On the technical side, to get the most out of the examples in the book, you will need access to a computer or server where you have privileges to install and run Python and other software packages and applications. For many of the examples, access to a UNIX type terminal, such as bash or zsh, is assumed. The examples in this book were written and tested on both a Linux machine running Ubuntu LTS and an M2 Macbook Pro running macOS. If you use a different setup, for example Windows, the examples may require some translation in order to work for your system. Note that the use of the M2 Macbook Pro means several examples show some additional information to get the examples working on Apple Silicon devices. These sections can comfortably be skipped if your system does not require this extra setup.
Many of the Cloud based examples leverage Amazon Web Services (AWS) and so require an AWS account with billing setup. Most of the examples will use the free-tier services available from AWS but this is not always possible. Caution is advised in order to avoid large bills. If in doubt, it is recommended you consult the AWS documentation for more information. As a concrete example of this, In Chapter 5, Deployment Patterns and Tools, we use the Managed Workflows with Apache Spark (MWAA) service from AWS. There is no free tier option for MWAA so as soon as you spin up the example, you will be charged for the environment and any instances. Ensure you are happy to do this before proceeding and I recommend tearing down your MWAA instances when finished.
Conda and Pip are used for package and environment management throughout this book, but Poetry is also used in many cases. To facilitate easy reproduction of development environments for each chapters in the book’s GitHub repository, (https://github.com/PacktPublishing/Machine-Learning-Engineering-with-Python-Second-Edition), each chapter of the book has a corresponding folder and within that folder are requirements.txt and Conda environment.yml files, as well as helpful README files. The commands for replicating the environments and any other requirements are given at the beginning of each chapter within the book.
If you are using the digital version of this book, I still adviseyou to type the code yourself or access the code from the book’s GitHub repository (https://github.com/PacktPublishing/Machine-Learning-Engineering-with-Python-Second-Edition). Doing so will help you avoid any potential errors related to the copying and pasting of code.

Download the example code files

As mentioned above, the code bundle for the book is hosted on GitHub at https://github.com/PacktPublishing/Machine-Learning-Engineering-with-Python-Second-Edition. We also have other code bundles from our rich catalog of books and videos available at https://github.com/PacktPublishing/. Check them out!

Download the color images

We also provide a PDF file that has color images of the screenshots/diagrams used in this book. You can download it here: https://packt.link/LMqir.

Conventions used

There are a number of text conventions used throughout this book.

CodeInText: Indicates code words in text, database table names, folder names, filenames, file extensions, pathnames, dummy URLs, user input, and Twitter handles.

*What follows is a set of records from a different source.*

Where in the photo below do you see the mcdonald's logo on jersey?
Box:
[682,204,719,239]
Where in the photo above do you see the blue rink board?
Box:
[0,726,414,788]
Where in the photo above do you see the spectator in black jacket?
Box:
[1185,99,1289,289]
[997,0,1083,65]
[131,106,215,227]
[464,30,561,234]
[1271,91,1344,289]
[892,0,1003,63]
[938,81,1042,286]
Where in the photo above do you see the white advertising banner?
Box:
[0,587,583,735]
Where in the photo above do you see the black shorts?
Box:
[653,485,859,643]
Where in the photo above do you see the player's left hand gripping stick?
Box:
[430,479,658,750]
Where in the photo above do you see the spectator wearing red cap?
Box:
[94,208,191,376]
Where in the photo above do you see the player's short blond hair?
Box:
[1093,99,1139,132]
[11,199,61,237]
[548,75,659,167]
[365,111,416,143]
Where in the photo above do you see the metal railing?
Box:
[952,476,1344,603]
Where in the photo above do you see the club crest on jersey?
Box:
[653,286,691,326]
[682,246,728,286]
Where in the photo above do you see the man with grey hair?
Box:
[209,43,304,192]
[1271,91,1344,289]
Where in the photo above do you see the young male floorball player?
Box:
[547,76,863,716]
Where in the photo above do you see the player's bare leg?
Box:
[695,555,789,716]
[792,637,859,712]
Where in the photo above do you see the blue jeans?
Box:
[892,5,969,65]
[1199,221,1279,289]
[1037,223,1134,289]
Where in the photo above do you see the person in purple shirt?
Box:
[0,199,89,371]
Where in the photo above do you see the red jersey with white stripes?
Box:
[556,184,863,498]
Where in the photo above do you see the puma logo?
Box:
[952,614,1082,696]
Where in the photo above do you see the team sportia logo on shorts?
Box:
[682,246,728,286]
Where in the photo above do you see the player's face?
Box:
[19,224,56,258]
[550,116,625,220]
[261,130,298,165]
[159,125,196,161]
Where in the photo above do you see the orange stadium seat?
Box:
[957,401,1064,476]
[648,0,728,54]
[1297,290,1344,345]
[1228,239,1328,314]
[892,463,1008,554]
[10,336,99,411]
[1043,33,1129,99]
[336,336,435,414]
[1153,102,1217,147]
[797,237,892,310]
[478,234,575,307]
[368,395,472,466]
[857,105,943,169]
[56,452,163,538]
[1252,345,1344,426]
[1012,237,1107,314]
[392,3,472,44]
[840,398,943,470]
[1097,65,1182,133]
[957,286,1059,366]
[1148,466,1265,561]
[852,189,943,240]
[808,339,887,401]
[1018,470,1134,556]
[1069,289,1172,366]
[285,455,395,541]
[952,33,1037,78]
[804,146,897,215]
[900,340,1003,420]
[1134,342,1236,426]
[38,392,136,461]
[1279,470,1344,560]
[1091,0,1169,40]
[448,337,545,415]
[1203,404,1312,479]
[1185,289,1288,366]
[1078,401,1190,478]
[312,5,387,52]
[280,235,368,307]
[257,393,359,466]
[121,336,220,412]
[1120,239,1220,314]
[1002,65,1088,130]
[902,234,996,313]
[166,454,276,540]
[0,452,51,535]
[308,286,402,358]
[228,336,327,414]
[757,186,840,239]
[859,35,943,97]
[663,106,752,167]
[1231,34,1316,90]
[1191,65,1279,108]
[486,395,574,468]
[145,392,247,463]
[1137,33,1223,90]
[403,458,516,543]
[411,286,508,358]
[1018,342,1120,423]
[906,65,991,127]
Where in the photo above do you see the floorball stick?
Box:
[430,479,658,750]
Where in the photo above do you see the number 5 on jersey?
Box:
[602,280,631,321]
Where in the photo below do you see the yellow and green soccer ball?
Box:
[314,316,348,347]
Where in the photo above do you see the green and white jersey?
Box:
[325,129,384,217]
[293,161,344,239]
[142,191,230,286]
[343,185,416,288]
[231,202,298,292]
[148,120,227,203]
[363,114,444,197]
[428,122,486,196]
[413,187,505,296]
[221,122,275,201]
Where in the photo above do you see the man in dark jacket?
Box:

For example: “First, we must import the TabularDrift detector from the alibi-detect package, as well as the relevant packages for loading and splitting the data.”

A block of code is set as follows:

from sklearn.datasets import load_wine
from sklearn.model_selection import train_test_split
import alibi
from alibi_detect.cd import TabularDrift

Any command-line input or output is written as follows and are indicated as command-line commands in the main body of the text:

pip install tensorflow-macos

Bold: Indicates a new term, an important word, or words that you see on the screen. For instance, words in menus or dialog boxes appear in the text like this. For example: “Select the Deploy button. This will provide a dropdown where you can select Create service.”

References to additional resources or background information appear like this.

Helpful tips and important caveats appear like this.

Get in touch

Feedback from our readers is always welcome.

General feedback: Email feedback@packtpub.com and mention the book’s title in the subject of your message. If you have questions about any aspect of this book, please email us at questions@packtpub.com.

Errata: Although we have taken every care to ensure the accuracy of our content, mistakes do happen. If you have found a mistake in this book, we would be grateful if you reported this to us. Please visit http://www.packtpub.com/submit-errata, click Submit Errata, and fill in the form.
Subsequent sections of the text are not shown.